Notice the lack of an argument here denying that these children are living human babies. Instead, we're hearing that these are babies who do not deserve the protection of the law. This dichotomy starts with Roe v. Wade. On the one hand, the Supreme Court ruling states, "We need not resolve the difficult question of when life begins." But it also states, "The word person, as used in the Fourteenth Amendment, does not include the unborn."

Thus, some humans don't have to be considered persons. The difficulty, of course, is drawing a clear line and having a clear rationale for that line. However, we have all kinds of evidence of how dangerously flexible that line can be.
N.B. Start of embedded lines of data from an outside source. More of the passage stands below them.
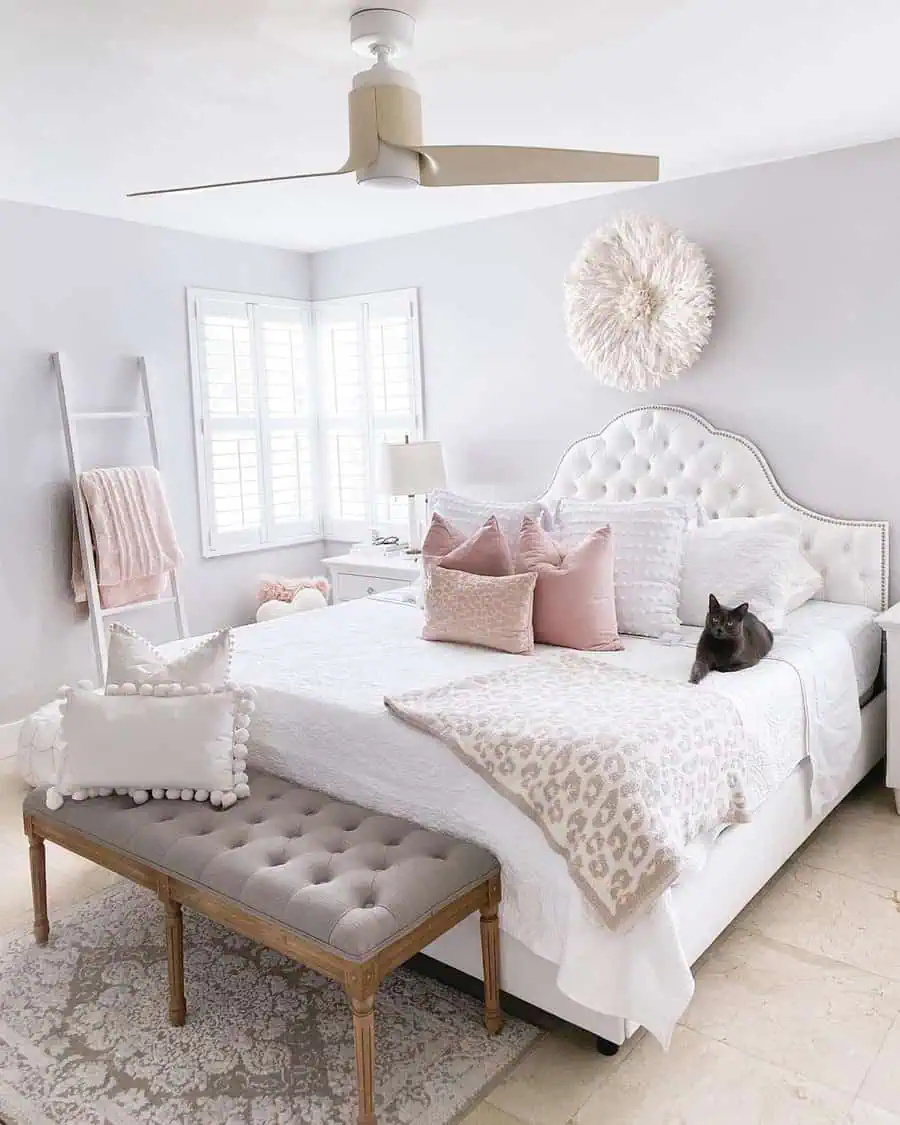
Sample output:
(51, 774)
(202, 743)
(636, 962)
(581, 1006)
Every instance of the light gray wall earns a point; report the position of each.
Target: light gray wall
(102, 290)
(804, 356)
Florida is working to pass a bill that would protect babies born after a failed abortion attempt. We already have this law on the federal level - the Born-Alive Infants Protection Act. During a March hearing on the Florida bill, a Planned Parenthood lobbyist named Alisa LaPolt Snow was asked: "If a baby is born on a table as a result of a botched abortion, what would Planned Parenthood want to have happen to that child that is struggling for life?"

She responded, "We believe that any decision that's made should be left up to the woman, her family, and the physician."

In February 2012, the Journal of Medical Ethics published an article by Alberto Giubilini and Francesca Minerva titled, "After-birth Abortion: Why Should the Baby Live?" The authors state, "The moral status of an infant is equivalent to that of a fetus in the sense that both lack those properties that justify the attribution of a right to life to an individual."

As the authors admit, the assertion is not new. The controversial ethicist Peter Singer said long ago: "The location of the baby inside or outside the womb cannot make such a crucial moral difference" and, to be consistent, there are "only two possibilities," namely, "oppose abortion, or allow infanticide."

In the last decade, federal legislation has attempted to put the brakes on the endorsement of infanticide. The Born-Alive Infants Protection Act was signed into law in 2002, and the Partial-Birth Abortion Ban was enacted the next year. The ban was upheld by the Supreme Court in 2007.

But such laws are not sufficient to resolve the dangerous tension created by allowing children to be killed at certain stages of their development for rationales that don't apply at later stages.